At first I thought it was good timing. I jumped to another host, and when I tcpdumed the RIP packets turned up instantaneously. This happened again and again.. and yes it took me longer then I’d like to admit before it dawned on me.

Why are routes going stale? it seems as though the packets are getting queued/stuck in the WG interface until I poked it with tcpdump!

These RIPv2 Request packet is sent as a broadcast, not directly to the other end of the tunnel.
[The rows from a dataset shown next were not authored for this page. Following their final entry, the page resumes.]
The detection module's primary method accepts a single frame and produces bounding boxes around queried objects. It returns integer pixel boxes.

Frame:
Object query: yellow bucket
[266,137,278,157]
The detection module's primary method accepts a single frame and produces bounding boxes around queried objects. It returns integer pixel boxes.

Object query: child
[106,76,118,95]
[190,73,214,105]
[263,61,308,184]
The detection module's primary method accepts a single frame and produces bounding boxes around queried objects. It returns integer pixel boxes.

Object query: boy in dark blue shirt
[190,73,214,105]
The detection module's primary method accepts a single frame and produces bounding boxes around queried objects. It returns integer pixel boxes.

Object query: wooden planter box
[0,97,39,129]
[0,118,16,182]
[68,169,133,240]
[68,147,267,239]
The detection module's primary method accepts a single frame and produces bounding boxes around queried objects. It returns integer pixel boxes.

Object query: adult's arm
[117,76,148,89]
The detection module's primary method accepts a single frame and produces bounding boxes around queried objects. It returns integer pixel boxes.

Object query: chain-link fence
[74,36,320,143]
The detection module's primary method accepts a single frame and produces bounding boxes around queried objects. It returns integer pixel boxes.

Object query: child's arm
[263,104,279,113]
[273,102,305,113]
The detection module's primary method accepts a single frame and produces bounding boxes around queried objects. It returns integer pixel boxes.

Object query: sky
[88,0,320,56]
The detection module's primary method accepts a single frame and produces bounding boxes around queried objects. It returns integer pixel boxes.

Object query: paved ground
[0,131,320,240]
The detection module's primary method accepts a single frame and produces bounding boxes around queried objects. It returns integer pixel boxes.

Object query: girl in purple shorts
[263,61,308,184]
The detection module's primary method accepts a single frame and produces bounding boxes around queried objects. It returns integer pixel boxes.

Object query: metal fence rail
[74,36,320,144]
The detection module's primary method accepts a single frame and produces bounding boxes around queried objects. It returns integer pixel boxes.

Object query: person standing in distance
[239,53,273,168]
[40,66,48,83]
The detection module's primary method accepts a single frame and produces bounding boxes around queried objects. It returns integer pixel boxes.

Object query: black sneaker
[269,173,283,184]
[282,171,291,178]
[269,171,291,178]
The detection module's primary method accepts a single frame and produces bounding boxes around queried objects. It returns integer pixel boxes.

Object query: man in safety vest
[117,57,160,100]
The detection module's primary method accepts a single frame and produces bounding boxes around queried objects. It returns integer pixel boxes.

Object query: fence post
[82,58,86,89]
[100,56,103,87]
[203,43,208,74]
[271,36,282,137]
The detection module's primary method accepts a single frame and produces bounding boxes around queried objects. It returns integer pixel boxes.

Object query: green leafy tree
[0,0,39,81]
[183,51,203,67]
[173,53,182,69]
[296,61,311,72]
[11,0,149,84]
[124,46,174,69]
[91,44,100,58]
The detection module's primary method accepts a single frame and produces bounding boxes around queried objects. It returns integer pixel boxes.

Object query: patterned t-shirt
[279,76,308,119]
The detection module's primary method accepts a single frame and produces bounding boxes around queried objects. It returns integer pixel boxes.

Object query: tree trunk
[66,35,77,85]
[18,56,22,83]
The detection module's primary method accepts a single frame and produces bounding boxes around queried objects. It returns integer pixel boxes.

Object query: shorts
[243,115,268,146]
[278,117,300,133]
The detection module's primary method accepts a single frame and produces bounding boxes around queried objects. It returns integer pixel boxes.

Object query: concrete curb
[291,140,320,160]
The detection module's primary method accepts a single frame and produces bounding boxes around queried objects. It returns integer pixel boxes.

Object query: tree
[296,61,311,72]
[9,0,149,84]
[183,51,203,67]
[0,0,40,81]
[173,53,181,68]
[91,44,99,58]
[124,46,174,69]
To get it to not be dropped, I had to widen my WG peer allowed-ips from the /32 to a /24.
So now I wonder if broadcast, or just the fact that it’s only 52 bytes, means it gets queued up and not sent through the tunnel, that is until I come along with a hammer and tcpdump the interface?

Maybe one way I could test this is to speed up the RIP broadcasts and hopefully fill a buffer, or see if I can turn WG, or rather the kernel, into debugging mode.

Build notes

As Promised, here are the current form of my build notes, make reference to the topology image I used above.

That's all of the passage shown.